So here’s a regular guy in the street question: How many people in South Carolina get welfare — cash payments to help them make it through rough times?
A hundred thousand? Two hundred thousand? More than 874,000 — the number of people who live in poverty in the Palmetto State?
How about 34,355 people, which includes 25,330 children? That’s how many people in July 2013 received old-fashioned welfare in our state, which has the nation’s third highest rate of poverty. Any suggestion of hundreds of thousands of people on the government dole buying Cadillacs is as much of a myth as the man in the moon.
In the mid-1990s, President Bill Clinton promised to end “welfare as we know it,” and he did. Yep, a Democrat. He worked with Congress to make program changes so that welfare had a five-year lifetime limit and restrictions that the longest continuing time someone could get help was 24 months in a row.
According to the Center for Budget and Policy Priorities, some 49,800 of 118,700 South Carolina families (42 percent) in poverty received welfare payments in 1994-1995. Sixteen years later, the percentage dropped to 15 percent (19,800 families out of 135,000).
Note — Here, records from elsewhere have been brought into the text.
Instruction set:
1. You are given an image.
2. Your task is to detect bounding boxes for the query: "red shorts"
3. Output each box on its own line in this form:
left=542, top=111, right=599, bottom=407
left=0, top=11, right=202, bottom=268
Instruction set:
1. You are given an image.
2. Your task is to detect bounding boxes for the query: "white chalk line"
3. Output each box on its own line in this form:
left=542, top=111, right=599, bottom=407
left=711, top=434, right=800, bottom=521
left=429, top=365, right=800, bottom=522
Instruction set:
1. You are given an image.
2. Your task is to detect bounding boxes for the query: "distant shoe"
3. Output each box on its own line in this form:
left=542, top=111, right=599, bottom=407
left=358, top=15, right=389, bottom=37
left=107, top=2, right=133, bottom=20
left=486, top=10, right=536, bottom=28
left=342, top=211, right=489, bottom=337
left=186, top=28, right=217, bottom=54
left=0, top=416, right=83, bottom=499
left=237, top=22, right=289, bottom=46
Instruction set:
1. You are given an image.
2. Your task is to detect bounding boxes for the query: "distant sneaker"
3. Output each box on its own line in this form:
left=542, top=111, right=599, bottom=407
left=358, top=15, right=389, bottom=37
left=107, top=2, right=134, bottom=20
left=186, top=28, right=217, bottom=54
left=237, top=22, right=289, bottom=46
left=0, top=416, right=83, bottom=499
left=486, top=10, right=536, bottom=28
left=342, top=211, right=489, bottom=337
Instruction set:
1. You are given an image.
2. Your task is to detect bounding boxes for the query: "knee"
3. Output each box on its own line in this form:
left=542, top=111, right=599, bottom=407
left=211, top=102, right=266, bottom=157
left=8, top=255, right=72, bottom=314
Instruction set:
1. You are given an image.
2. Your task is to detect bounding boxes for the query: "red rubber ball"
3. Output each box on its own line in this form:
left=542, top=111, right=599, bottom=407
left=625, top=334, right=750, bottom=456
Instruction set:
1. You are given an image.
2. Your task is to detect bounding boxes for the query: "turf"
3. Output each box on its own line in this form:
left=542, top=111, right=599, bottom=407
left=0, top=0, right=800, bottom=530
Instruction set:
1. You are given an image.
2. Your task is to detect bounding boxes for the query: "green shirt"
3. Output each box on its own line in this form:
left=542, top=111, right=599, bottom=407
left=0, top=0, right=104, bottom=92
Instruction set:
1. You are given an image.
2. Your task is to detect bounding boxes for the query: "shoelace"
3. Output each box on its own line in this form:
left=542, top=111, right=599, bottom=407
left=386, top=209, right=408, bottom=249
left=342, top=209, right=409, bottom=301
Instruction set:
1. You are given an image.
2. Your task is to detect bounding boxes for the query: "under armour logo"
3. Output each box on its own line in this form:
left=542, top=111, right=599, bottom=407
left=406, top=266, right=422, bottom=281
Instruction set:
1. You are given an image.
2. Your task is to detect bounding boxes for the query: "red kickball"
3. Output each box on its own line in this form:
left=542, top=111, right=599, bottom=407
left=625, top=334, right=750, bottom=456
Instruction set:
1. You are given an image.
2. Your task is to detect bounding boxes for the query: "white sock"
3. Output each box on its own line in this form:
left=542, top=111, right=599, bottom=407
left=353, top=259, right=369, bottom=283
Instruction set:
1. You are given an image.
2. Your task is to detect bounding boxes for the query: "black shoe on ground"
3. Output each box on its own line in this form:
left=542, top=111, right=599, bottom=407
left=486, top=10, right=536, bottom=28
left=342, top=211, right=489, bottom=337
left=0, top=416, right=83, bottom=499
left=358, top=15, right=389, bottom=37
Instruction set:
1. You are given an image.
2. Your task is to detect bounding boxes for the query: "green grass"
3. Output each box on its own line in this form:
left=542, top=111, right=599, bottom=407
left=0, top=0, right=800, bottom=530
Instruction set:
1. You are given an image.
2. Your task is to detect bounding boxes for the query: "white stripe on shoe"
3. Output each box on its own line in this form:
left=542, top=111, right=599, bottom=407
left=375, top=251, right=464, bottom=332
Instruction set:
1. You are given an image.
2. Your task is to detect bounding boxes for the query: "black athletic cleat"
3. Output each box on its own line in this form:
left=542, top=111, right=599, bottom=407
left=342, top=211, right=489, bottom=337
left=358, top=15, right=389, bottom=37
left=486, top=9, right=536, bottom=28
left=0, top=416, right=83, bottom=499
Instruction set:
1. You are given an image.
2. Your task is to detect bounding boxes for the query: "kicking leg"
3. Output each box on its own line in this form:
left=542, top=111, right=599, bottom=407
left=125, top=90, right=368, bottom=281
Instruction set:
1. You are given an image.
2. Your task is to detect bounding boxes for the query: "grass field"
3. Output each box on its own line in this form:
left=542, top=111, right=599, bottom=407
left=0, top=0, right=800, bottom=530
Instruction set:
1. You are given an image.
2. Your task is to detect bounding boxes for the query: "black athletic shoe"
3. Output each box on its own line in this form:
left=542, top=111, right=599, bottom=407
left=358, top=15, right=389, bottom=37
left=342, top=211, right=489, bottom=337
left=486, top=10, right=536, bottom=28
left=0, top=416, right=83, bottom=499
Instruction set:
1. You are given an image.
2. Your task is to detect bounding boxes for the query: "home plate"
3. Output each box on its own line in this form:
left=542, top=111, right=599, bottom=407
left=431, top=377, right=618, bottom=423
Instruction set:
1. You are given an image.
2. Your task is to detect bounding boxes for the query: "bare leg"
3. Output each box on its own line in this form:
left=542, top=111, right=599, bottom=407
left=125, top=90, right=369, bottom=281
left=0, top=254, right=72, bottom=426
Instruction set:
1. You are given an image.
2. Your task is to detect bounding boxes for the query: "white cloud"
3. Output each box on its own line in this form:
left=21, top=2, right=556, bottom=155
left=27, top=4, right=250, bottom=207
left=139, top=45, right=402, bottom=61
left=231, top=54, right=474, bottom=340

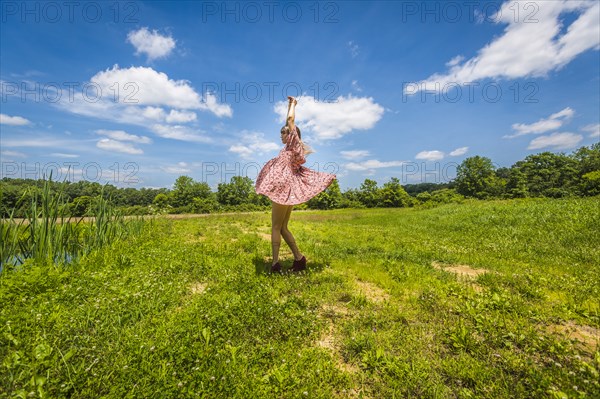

Those families receiving help aren’t on easy street. “The monthly grant for a family of three was $216 in July 2012, 26 percent less than in 1996 after adjusting for inflation,” the Center said.
Can your family live on that?
Even if someone in your family works part-time, you can’t make too much money or you won’t qualify for the temporary help. According to state Department of Social Services spokesman Marilyn Matheus, several factors determine whether a family is eligible. “For a general, ballpark estimate, the monthly income limit for a family of three would be $795 in order to qualify,” she said.
That would bring the family of three’s total income to no more than $1,011 per month to pay bills, buy clothes and survive.
Welfare, known today as Temporary Assistance for Needy Families, “is hard to qualify for,” said another DSS spokesman, Kathleen Goetzman.
Not only do you have to meet income limits, but you have to “participate in work activities,” such as trying to find work or participating in training or educational programs that lead to work. If you are a single woman with a child, you have to work with DSS to find the deadbeat dad to try to establish paternity to collect child support.
Despite the myth that the state is teeming with welfare queens, it’s just not true. In July, for example, the state spent just $2,568,072 in cash support payments, which works out to an average of $74.75 per person (which is very close to the $216 listed above by the Center.)
One former DSS official went as far as to say that South Carolina really didn’t have a safety net for the needy these days.
State Sen. Brad Hutto, an Orangeburg Democrat, put it this way: “We still have the issue of what do you do to assist the needy among us? Until we can get everyone properly trained, we have moral obligations to take care of people in our society. This notion that we are busting at the seams with government programs is not really happening.”
While changes to the traditional welfare program cause fewer people to get help, many who are poor rely on food stamps to get money for food. During the Great Recession, the number of South Carolinians on food stamps jumped dramatically, from 605,852 people who split $60.9 million in July 2008 — an average of just over $100 per person — to 873,808 people in July 2013 who split $115,416,870, or an average of $132 per person.
Translation: A three-person family gets about $400 more to buy food.
And that’s led to a new myth — that thousands of people are using food stamps to eat lobster.
“I don’t see anybody doing that,” said Hutto, who should know. His home county has 24.5 percent of people in poverty.
As a society, we’ve got to do more to help, as the Bible says, “the least of these.” To continue to ignore our poverty problem is immoral.